2 responses to “Mother’s Floor Creaks”

  1. Hi Andy! Mother. Creaking floor. Reminded me of something I wrote a while back…

    Mark

    ***

    My father died rather quickly.

    But my mother’s decline took about two years.

    So I experienced both kinds of loss – the shocking, sudden loss of my father, followed by the gradual, long goodbye, of my mother.

    After Dad died, my mother became a kind of shadow of herself.  All of her life she had played the piano – she played beautifully – sublime Chopin Ballades, Reveries by Grieg, Debussy’s Arabesques.  But now the piano sat neglected.  This, to me, was the clear sign that she had lost herself.  

    I would find her, sitting in the dark.

    “Why are you sitting in the dark?”

    “Oh,” she said, as if waking up…  “I was sitting here, and it got dark.”

    Fortunately, I had been laid off from a job teaching writing at UMASS – so I was able to collect unemployment checks and take care of her.

    I became her nurse.  I was with her 24/7.

    When I took her out – either to a doctors visit, or to get her hair cut, or to go to the pharmacy – or maybe to get some groceries, I often said this phrase:

    “Don’t forget your Cane”

    To me, these four words encompass that whole period of my life.

    There is a straightforwardness about these words.  And yet they are words of care.

    Straightforward words of care.

    When you are caring for someone 24/7, there comes a straightforwardness that is both necessary and beautiful.  

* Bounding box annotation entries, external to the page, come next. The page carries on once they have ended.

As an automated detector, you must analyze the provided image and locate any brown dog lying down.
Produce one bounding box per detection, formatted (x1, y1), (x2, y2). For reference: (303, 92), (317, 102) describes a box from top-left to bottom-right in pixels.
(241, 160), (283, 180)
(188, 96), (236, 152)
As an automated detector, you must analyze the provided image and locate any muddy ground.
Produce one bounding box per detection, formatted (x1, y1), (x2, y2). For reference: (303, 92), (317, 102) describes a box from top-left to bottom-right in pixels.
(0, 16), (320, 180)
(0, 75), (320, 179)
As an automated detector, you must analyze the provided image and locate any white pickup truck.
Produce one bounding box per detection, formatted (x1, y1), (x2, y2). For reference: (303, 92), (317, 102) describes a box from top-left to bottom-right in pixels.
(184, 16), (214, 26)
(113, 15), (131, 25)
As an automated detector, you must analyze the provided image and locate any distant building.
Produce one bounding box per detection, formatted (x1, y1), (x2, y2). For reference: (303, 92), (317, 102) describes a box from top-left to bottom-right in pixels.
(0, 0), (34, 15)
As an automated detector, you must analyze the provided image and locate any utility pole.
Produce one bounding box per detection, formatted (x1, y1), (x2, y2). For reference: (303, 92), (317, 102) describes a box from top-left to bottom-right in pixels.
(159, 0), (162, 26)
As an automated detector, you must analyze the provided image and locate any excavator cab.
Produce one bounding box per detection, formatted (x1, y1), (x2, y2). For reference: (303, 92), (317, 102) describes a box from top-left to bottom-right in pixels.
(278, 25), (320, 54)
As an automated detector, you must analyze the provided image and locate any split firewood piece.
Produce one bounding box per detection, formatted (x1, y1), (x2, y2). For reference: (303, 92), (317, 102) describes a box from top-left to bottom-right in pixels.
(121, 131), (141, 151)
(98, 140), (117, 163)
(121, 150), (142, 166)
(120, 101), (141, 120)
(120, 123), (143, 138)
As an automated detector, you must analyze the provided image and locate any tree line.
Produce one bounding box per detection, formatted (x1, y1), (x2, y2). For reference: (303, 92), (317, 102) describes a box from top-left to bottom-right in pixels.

    You have to get things done.  And the thing that you are getting done, is care.

    And the care is getting done because of love.

    And this love is about the realest thing that exists in the world.

    And this – this straightforward realness of love – this is a peculiar, centering kind of love.

    When I cared for my mother at the end of her life, I learned this new way to love – this real, straightforward “don’t forget your cane” love.

    Liked by 1 person

  2. Thank you, Mark, for all the ways you love.